Sloppy arithmetic proves useful for computer chip

Graphic: Christine Daniloff

Ask a computer to add 100 and 100, and
its answer will be 200. But what if it sometimes answered 202, and sometimes
199, or any other number within about 1% of the correct answer?

Arithmetic circuits that returned such
imprecise answers would be much smaller than those in today’s computers. They
would consume less power, and many more of them could fit on a single chip,
greatly increasing the number of calculations it could perform at once. The
question is how useful those imprecise calculations would be.

If early results of a research project
at MIT are any indication, the answer is, surprisingly useful. About a year
ago, Joseph Bates, an adjunct professor of computer science at Carnegie Mellon
Univ., was giving a presentation at MIT and found himself talking to Deb Roy, a
researcher at MIT’s Media Lab. Three years earlier, before the birth of his
son, Roy had
outfitted his home with 11 video cameras and 14 microphones, intending to flesh
out what he calls the “surprisingly incomplete and biased observational data”
about human speech acquisition. Data about a child’s interactions with both its
caregivers and its environment could help confirm or refute a number of
competing theories in developmental psychology. But combing through more than
100,000 hours of video for, say, every instance in which either a child or its
caregivers says “ball,” together with all the child’s interactions with actual balls,
is a daunting task for human researchers and artificial-intelligence systems
alike. Bates had designed a chip that could perform tens of thousands of
simultaneous calculations using sloppy arithmetic and was looking for
applications that leant themselves to it.
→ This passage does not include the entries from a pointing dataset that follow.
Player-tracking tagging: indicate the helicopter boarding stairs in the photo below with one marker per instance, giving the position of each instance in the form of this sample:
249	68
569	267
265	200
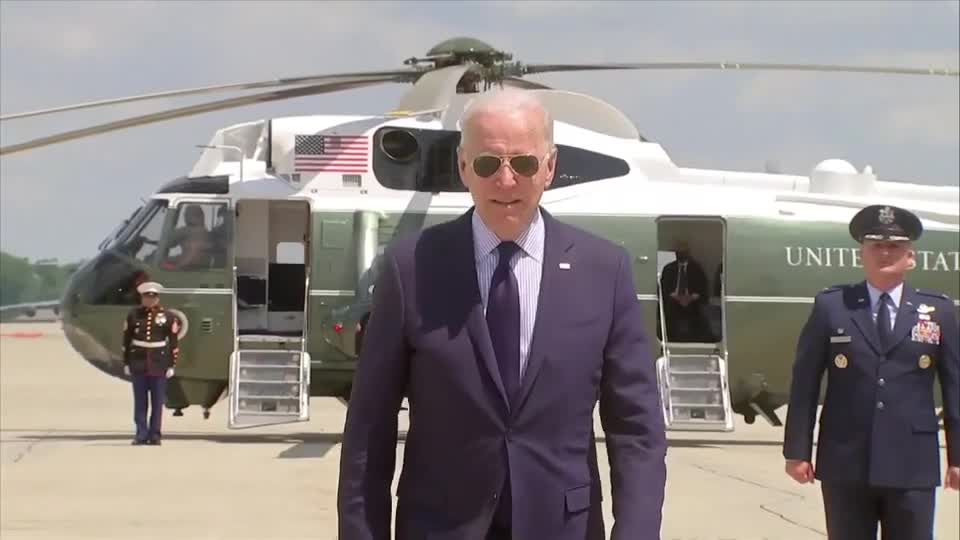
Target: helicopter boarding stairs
269	378
694	383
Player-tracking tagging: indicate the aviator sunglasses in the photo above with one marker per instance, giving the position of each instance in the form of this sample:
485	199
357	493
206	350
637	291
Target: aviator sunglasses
487	165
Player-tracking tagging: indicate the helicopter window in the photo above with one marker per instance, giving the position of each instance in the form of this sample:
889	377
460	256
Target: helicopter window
123	228
429	162
198	239
140	236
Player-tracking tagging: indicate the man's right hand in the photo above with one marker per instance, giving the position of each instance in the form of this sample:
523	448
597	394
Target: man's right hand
801	471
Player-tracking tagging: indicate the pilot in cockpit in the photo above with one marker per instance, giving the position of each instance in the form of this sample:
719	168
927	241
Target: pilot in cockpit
193	239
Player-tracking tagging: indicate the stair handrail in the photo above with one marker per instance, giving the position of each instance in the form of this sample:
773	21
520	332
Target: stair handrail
663	319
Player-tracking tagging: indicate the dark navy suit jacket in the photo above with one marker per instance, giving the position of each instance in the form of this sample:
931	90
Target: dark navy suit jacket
427	339
878	425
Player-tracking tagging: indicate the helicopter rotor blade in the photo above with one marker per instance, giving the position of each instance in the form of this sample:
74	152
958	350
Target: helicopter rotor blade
274	83
548	68
517	82
169	114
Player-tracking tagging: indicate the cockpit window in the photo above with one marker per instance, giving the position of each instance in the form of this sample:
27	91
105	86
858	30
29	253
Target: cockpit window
199	237
120	230
142	236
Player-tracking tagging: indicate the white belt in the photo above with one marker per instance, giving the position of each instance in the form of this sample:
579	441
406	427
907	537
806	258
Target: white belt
150	344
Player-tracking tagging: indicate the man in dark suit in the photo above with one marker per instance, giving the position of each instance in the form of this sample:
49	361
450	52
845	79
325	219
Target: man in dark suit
685	293
882	343
503	328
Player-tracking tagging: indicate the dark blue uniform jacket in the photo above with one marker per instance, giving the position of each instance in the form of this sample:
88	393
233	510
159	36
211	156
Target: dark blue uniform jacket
878	425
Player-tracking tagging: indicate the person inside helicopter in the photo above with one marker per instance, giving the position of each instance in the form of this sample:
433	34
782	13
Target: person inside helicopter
684	288
193	240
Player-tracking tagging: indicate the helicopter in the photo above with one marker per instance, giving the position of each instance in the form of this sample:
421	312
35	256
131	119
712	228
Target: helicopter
294	212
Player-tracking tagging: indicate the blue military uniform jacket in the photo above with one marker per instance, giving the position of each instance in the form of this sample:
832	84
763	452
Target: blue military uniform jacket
878	425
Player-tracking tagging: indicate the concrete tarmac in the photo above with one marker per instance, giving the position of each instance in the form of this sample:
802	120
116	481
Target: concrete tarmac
67	470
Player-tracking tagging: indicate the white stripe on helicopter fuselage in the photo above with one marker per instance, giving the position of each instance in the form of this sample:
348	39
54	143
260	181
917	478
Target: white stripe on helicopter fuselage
644	297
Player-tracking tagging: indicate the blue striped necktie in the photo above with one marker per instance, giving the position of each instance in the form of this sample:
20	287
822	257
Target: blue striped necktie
883	321
503	319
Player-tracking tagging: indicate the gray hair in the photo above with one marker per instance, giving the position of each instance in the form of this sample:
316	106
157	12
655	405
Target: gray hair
507	100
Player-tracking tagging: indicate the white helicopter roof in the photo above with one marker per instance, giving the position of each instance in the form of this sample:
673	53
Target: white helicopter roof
654	185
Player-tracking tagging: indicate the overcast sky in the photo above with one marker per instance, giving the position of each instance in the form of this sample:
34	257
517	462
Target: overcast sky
60	201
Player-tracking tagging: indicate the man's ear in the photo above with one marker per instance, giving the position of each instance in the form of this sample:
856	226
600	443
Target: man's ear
551	163
911	259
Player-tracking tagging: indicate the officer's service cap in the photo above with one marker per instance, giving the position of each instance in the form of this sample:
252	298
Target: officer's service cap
149	287
884	222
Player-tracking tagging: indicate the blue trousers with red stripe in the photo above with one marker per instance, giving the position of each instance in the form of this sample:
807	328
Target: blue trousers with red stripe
152	390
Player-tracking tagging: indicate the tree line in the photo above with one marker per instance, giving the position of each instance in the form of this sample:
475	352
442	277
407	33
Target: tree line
24	281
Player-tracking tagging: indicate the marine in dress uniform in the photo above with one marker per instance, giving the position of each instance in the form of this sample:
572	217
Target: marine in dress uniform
150	351
881	342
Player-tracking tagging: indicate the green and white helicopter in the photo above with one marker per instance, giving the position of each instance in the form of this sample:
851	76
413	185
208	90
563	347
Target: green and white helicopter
268	247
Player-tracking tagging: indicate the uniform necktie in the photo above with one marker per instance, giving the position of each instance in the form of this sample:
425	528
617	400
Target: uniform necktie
682	279
503	318
883	320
Roy and Bates knew that algorithms for
processing visual data are often fairly error-prone: A system that identifies
objects in static images, for instance, is considered good if it’s right about
half the time. Increasing a video-processing algorithm’s margin of error ever
so slightly, the researchers reasoned, probably wouldn’t compromise its
performance too badly. And if the payoff was the ability to do thousands of
computations in parallel, Roy and his colleagues might be able to perform analyses
of video data that they hadn’t dreamt of before.

High tolerance

So in May 2010, with funding from the U.S. Office of Naval Research, Bates came
to MIT as a visiting professor, working with Roy’s group to determine whether
video algorithms could be retooled to tolerate sloppy arithmetic. George Shaw,
a graduate student in Roy’s
group, began by evaluating an algorithm, commonly used in object-recognition
systems, that distinguishes foreground and background elements in frames of
video.

To simulate the effects of a chip with
imprecise arithmetic circuits, Shaw rewrote the algorithm so that the results
of all its numerical calculations were either raised or lowered by a randomly
generated factor of between 0% and 1%. Then he compared its performance to that
of the standard implementation of the algorithm. “The difference between the
low-precision and the standard arithmetic was trivial,” Shaw says. “It was
about 14 pixels out of a million, averaged over many, many frames of video.”
“No human could see any of that,” Bates adds.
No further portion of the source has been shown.